I have been reading older posts on heat applying heat vinyl on fleece such as stadium blankets...was wondering if over time has anyone discovered new vinyl or techniques for this type of application?


----------



## dazzabling (Sep 21, 2011)

I just did some felt pirate hats with Thermoflex Plus and they came out great. So it just depends
on how you want it to look and feel.


----------



## Carmigirl (Jun 18, 2011)

Just wondered if all types of the vinyl besides flock still looks like it's floating on top and if edges stay down


----------



## dazzabling (Sep 21, 2011)

I recommend thermoflex plus its has a great feel but its all about preferences. Do you have a link of the blanket you want to use?


----------



## jean518 (Sep 23, 2009)

Unless it is a pretty flat fleece, it is going to look lumpy. Felt is less lumpy so may work ok.


----------



## Git-Bit (Oct 23, 2009)

Carmigirl said:


> Just wondered if all types of the vinyl besides flock still looks like it's floating on top and if edges stay down


If done right today's vinyl looks great. I use Thermoflex Plus and the durability if done correctly is excellent. Rounding all of your corners will help the edges stay down. There are some cheaper vinyls out there but in my experience you get what you pay for. Joto's ultra vinyl and the Thermofilm from Imprintables are also excellent products, just not as readily available. Good Luck!


----------



## jean518 (Sep 23, 2009)

I use TF plus other quality vinyls. It does adhere well. What I do not like is the appearance. Call it a personal thing. There is a fleece that is thinner and does not have a lot of nap. Those will do fine. I was referring to the thicker fleece which tends to have a lot of nap to it. The vinyl adheres but the overall appearance is not smooth.


----------



## Carmigirl (Jun 18, 2011)

Just testing the waters right now....I have a no pil fleece and therm flex on hand so I guess really all one can do is give it a try right! Thanks to all for taking the time to share your advice with me! I'll let you know!


----------



## ccolors1 (Jan 16, 2011)

Carmigirl said:


> Just testing the waters right now....I have a no pil fleece and therm flex on hand so I guess really all one can do is give it a try right! Thanks to all for taking the time to share your advice with me! I'll let you know!

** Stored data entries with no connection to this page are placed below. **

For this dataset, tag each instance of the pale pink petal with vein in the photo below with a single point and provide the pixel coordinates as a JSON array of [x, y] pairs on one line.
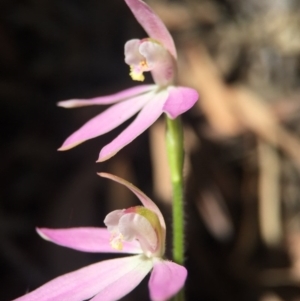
[[147, 202], [147, 116], [107, 120], [180, 100], [106, 100], [152, 24], [87, 240], [123, 285], [167, 278], [120, 275]]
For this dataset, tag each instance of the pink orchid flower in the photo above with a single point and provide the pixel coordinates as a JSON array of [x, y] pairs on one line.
[[156, 54], [138, 230]]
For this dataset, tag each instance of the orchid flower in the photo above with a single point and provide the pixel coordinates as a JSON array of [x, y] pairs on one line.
[[156, 54], [139, 230]]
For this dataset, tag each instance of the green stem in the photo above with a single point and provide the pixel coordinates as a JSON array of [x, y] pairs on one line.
[[175, 152]]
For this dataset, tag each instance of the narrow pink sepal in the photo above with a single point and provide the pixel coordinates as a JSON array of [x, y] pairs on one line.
[[147, 202], [87, 282], [152, 24], [87, 240], [179, 101], [167, 278], [147, 116], [107, 120], [123, 285], [105, 100]]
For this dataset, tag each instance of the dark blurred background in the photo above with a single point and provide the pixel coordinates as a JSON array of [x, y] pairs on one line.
[[242, 145]]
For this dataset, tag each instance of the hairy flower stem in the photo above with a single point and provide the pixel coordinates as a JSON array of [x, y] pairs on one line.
[[174, 138]]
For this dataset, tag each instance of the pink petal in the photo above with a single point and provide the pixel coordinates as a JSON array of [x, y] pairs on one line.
[[147, 202], [148, 115], [87, 240], [123, 285], [167, 278], [152, 24], [116, 276], [107, 120], [180, 100], [109, 99]]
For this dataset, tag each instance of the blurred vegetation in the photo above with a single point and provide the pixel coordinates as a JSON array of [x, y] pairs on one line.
[[242, 140]]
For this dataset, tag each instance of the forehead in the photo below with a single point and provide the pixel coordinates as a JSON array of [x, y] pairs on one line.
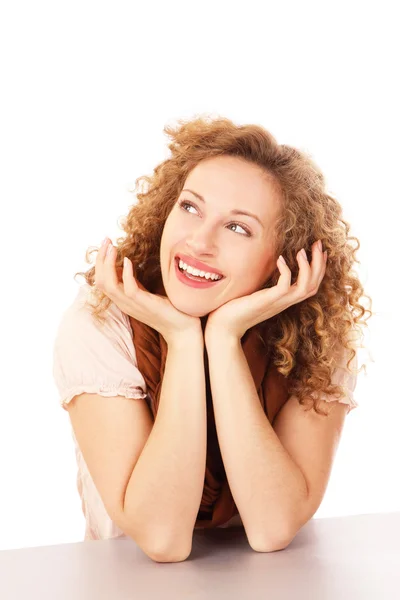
[[228, 182]]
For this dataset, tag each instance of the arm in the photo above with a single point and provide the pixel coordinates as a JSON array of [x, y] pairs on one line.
[[268, 487], [165, 489]]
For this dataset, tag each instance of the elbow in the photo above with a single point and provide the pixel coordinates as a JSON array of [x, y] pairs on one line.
[[169, 555], [271, 543], [155, 546]]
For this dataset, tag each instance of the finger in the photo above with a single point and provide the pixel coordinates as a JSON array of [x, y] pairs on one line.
[[110, 274], [99, 274], [318, 267], [304, 277], [130, 284], [285, 278]]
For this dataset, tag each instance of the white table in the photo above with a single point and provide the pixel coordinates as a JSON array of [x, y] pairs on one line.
[[341, 558]]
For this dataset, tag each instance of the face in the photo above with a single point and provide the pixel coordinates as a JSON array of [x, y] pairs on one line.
[[238, 246]]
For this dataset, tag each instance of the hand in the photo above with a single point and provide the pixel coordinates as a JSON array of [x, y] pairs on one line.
[[132, 299], [238, 315]]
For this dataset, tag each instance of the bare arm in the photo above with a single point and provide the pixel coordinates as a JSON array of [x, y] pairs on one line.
[[164, 492]]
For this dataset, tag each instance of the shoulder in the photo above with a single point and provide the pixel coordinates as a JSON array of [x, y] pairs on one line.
[[92, 356]]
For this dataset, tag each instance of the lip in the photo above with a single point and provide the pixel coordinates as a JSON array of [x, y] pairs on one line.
[[197, 264], [191, 282]]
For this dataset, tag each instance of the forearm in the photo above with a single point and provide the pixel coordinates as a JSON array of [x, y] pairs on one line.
[[165, 489], [267, 486]]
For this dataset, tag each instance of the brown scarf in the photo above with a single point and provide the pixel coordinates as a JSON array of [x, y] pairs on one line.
[[217, 504]]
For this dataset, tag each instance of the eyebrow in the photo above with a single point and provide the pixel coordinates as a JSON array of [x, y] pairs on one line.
[[235, 211]]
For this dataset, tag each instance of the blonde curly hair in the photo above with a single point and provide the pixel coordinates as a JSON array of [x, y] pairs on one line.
[[307, 337]]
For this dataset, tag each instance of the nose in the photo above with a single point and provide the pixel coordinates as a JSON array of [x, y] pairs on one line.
[[201, 240]]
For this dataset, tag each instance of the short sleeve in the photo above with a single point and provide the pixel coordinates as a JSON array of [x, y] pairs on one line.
[[347, 378], [93, 357]]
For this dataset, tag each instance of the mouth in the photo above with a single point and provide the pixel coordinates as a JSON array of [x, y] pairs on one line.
[[192, 280]]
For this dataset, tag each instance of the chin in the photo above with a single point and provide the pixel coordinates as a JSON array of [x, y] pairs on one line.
[[188, 309]]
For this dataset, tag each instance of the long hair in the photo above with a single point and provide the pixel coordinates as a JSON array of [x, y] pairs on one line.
[[307, 337]]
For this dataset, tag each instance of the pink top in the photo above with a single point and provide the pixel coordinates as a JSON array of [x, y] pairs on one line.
[[102, 360]]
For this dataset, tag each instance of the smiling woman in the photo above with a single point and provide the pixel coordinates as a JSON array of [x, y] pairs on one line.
[[224, 366]]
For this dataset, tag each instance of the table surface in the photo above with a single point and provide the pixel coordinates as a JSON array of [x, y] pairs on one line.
[[354, 557]]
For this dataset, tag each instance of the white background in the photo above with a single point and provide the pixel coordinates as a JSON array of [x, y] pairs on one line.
[[86, 89]]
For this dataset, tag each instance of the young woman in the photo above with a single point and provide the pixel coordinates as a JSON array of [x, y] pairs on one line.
[[208, 363]]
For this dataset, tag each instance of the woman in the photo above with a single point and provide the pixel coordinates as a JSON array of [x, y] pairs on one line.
[[232, 323]]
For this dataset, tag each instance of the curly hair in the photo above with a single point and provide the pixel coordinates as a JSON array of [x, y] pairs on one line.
[[307, 337]]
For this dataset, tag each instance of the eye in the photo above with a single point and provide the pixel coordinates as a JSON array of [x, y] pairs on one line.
[[245, 229]]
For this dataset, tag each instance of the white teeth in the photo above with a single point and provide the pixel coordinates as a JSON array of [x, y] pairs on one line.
[[213, 276]]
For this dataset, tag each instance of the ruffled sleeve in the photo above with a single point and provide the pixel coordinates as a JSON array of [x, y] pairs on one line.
[[345, 377], [93, 357]]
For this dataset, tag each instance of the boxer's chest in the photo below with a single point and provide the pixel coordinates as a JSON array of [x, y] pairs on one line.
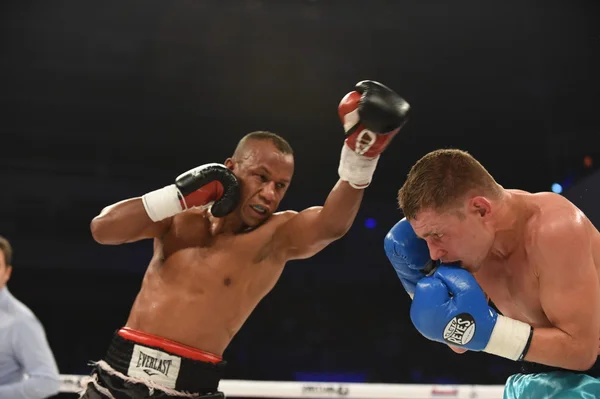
[[513, 287]]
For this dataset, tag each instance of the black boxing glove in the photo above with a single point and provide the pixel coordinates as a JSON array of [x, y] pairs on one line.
[[197, 187], [372, 115]]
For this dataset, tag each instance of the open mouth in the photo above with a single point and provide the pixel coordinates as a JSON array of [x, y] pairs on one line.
[[261, 210]]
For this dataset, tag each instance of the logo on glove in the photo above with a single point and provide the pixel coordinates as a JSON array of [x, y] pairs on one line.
[[460, 330]]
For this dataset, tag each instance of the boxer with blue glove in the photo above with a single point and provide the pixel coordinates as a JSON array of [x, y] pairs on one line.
[[408, 255], [451, 308], [536, 255]]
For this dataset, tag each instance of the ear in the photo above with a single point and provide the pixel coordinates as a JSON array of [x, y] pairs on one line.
[[481, 206], [8, 272]]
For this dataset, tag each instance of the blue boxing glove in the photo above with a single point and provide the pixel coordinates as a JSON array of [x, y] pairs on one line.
[[408, 254], [451, 308]]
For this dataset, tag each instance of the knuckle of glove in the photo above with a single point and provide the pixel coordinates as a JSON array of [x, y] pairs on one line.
[[230, 197], [381, 109]]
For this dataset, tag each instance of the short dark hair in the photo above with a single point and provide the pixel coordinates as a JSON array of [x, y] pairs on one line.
[[6, 248], [280, 143]]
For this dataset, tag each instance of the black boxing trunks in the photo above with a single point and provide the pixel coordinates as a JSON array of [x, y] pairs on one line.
[[139, 365]]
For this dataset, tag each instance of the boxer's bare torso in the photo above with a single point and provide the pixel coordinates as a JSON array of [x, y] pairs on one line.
[[512, 283], [202, 284]]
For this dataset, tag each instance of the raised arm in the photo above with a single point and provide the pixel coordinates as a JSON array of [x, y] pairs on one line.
[[570, 297], [150, 216], [372, 115]]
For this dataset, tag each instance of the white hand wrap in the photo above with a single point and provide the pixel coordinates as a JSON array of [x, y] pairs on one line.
[[162, 203], [510, 338], [356, 169]]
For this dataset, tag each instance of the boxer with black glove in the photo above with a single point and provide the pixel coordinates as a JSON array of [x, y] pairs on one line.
[[220, 247]]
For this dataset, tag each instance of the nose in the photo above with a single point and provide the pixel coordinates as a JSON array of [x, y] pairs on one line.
[[435, 252], [268, 192]]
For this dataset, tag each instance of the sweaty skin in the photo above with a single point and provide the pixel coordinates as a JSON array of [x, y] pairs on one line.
[[207, 274], [542, 267]]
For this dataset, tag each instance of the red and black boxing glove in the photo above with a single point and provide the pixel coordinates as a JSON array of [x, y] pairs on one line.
[[195, 188], [372, 115]]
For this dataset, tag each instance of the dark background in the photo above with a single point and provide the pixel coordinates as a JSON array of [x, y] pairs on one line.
[[101, 101]]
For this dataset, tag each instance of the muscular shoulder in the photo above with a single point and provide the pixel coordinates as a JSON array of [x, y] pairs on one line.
[[558, 225], [284, 216]]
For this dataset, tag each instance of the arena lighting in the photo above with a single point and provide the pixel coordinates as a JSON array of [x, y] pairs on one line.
[[370, 223], [556, 188]]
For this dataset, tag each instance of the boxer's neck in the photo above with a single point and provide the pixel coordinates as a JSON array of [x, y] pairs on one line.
[[512, 215], [230, 224]]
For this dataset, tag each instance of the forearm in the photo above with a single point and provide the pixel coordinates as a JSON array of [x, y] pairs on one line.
[[340, 209], [553, 347], [125, 221], [31, 388]]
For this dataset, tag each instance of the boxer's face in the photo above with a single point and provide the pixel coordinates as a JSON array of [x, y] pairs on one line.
[[265, 175], [458, 235], [4, 270]]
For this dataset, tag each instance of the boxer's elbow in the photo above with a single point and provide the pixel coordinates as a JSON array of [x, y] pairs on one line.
[[585, 358], [101, 232]]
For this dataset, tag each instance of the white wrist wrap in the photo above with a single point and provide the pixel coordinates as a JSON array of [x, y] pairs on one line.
[[509, 338], [162, 203], [356, 169]]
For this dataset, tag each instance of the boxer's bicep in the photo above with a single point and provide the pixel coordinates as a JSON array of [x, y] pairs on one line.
[[568, 282]]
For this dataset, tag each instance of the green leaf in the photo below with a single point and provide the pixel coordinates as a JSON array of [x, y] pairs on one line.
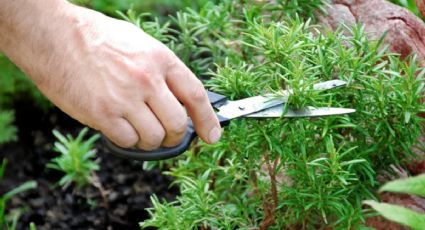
[[399, 214], [412, 185]]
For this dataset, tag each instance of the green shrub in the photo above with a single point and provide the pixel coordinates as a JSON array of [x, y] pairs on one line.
[[76, 158], [288, 173], [414, 186]]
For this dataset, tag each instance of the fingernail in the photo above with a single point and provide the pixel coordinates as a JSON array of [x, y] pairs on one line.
[[215, 135]]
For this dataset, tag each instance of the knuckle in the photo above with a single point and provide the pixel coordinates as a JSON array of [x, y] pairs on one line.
[[127, 142], [178, 128], [198, 93], [105, 108], [154, 141]]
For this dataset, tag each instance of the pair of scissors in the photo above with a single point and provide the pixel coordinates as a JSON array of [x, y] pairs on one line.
[[252, 107]]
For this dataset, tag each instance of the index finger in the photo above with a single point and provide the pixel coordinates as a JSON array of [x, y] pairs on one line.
[[191, 92]]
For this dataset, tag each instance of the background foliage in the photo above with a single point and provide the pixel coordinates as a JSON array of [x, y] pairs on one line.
[[274, 173], [287, 173]]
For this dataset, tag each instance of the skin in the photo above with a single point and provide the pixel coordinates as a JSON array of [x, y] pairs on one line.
[[106, 73]]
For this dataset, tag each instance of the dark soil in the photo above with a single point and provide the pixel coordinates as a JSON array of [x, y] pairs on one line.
[[128, 186]]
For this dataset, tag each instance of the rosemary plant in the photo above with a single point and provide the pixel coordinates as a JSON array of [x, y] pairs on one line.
[[413, 185], [76, 158], [289, 173]]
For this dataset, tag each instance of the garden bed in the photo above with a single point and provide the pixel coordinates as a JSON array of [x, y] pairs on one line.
[[50, 207]]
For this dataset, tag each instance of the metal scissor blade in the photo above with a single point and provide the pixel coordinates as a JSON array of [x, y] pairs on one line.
[[239, 108], [233, 109], [277, 111]]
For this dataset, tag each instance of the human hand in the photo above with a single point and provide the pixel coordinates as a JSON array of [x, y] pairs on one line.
[[113, 77]]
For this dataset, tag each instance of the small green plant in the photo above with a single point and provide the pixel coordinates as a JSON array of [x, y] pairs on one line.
[[7, 129], [414, 186], [76, 158], [9, 220]]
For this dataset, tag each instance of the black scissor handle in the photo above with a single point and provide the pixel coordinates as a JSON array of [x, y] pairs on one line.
[[155, 155], [162, 153]]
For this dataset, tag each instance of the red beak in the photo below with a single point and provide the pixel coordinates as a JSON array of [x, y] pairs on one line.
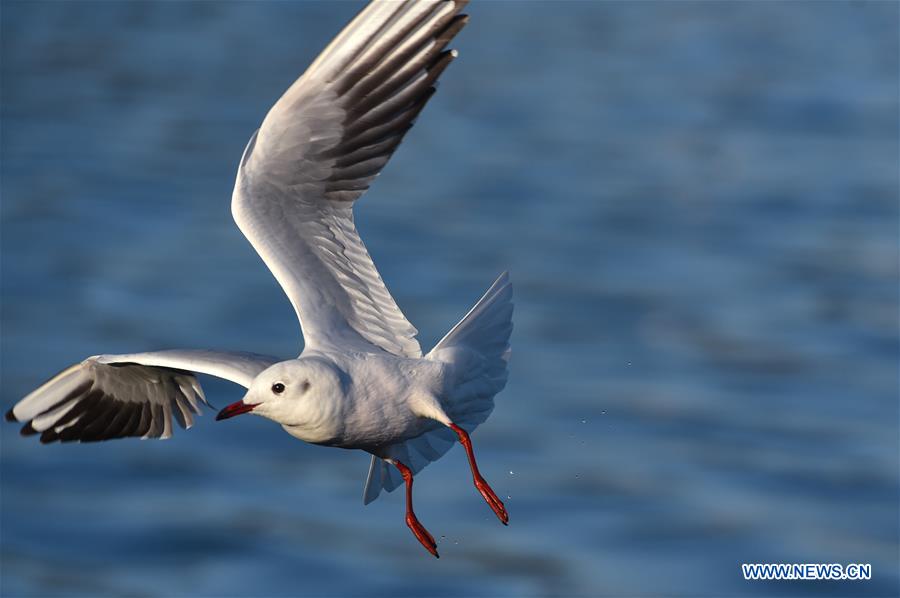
[[235, 409]]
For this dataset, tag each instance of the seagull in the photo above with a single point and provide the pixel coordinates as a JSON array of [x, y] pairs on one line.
[[361, 380]]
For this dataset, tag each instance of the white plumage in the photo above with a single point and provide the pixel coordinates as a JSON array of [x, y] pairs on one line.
[[361, 380]]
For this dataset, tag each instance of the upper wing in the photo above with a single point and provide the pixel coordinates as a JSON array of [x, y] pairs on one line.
[[115, 396], [318, 150]]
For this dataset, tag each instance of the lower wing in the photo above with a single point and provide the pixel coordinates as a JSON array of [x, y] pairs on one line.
[[134, 395]]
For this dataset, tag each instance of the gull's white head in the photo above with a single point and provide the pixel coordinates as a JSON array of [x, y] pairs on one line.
[[301, 395]]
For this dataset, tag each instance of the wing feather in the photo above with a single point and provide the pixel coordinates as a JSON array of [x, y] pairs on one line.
[[137, 395], [318, 150]]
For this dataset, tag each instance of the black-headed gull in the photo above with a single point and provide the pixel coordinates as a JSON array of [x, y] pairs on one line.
[[361, 381]]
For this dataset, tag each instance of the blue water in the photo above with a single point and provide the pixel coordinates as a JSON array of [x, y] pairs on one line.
[[698, 204]]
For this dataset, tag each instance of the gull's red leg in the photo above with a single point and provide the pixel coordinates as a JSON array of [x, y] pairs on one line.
[[411, 521], [486, 491]]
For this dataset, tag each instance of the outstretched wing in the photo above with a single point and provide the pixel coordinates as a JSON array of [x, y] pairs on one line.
[[318, 150], [117, 396]]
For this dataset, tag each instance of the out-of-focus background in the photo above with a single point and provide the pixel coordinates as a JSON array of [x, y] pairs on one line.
[[698, 203]]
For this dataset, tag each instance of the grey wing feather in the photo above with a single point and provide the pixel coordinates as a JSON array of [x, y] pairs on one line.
[[318, 150], [136, 395]]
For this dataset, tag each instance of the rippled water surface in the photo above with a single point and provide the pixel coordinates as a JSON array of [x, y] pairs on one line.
[[698, 203]]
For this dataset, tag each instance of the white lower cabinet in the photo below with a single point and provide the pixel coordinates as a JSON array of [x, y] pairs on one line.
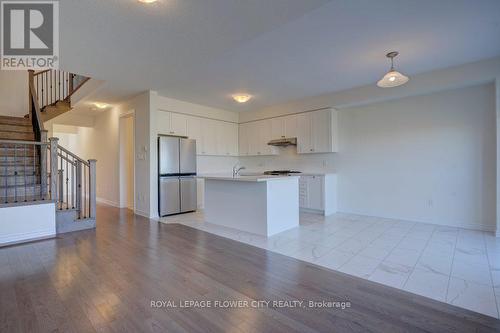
[[318, 193]]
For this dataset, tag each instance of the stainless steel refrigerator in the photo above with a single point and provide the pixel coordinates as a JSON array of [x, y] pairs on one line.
[[177, 175]]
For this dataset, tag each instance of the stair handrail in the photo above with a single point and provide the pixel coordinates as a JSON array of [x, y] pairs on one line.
[[72, 181], [21, 150], [35, 114], [72, 155], [52, 86]]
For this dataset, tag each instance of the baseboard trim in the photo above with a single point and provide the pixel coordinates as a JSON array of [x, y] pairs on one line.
[[470, 226], [108, 202], [14, 239], [141, 213]]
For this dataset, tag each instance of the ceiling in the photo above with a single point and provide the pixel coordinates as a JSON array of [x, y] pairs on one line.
[[202, 51]]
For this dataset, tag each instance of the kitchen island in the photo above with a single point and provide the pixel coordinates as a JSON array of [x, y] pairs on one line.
[[263, 205]]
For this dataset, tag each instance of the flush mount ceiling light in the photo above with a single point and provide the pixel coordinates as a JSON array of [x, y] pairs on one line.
[[242, 98], [101, 105], [393, 78]]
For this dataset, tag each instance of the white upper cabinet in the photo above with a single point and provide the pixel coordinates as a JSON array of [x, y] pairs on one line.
[[170, 123], [304, 142], [254, 136], [290, 124], [213, 137], [317, 132], [209, 137], [194, 132], [284, 127], [277, 128]]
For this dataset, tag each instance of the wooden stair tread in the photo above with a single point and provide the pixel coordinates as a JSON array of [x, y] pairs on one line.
[[7, 135], [16, 128]]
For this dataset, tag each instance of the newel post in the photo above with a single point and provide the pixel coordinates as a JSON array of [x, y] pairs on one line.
[[31, 79], [43, 163], [92, 188], [54, 143]]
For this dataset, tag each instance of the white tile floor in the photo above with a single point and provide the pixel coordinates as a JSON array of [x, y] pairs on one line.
[[457, 266]]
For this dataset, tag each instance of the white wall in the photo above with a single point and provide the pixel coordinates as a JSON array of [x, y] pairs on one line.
[[126, 163], [421, 84], [14, 93], [20, 224], [205, 164], [426, 158]]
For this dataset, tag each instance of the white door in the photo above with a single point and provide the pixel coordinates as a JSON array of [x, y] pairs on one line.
[[315, 192]]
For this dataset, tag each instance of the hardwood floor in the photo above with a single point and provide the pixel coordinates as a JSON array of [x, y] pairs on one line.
[[105, 279]]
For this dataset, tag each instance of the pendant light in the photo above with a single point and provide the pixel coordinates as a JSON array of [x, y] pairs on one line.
[[393, 78]]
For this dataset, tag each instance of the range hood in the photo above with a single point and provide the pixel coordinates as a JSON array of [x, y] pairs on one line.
[[283, 142]]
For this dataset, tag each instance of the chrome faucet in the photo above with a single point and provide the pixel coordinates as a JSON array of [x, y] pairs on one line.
[[236, 170]]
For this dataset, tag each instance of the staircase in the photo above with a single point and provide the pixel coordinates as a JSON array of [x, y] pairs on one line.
[[19, 167], [35, 169], [54, 90]]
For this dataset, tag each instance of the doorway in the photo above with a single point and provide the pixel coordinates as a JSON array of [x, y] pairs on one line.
[[127, 161]]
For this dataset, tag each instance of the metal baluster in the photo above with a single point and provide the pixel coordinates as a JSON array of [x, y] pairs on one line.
[[88, 170], [35, 176], [25, 181], [34, 173], [60, 186], [67, 182], [5, 172], [49, 173], [15, 173], [84, 191], [46, 88], [73, 184]]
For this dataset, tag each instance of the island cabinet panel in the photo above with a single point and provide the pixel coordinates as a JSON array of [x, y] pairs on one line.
[[318, 193]]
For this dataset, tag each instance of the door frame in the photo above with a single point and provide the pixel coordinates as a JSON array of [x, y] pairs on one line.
[[127, 114]]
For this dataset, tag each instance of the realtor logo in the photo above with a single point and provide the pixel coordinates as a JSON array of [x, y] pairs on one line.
[[30, 35]]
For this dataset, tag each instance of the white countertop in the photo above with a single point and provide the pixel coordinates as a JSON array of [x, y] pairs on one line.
[[250, 178]]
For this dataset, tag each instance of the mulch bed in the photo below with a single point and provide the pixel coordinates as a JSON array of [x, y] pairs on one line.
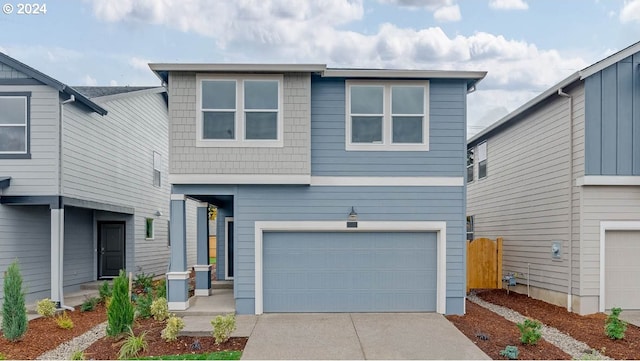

Carmi, Im curious on how your blankets turned out? Hopefully well.


----------



## Carmigirl (Jun 18, 2011)

ccolors....well only tried once so far and didn't like it too much but I think I need to play around with heat settings, just haven't had time


----------



## JohnWisc (Sep 29, 2011)

Aren't most fleece, 100% poly? Wouldn't Thermoflex Extra be better?


----------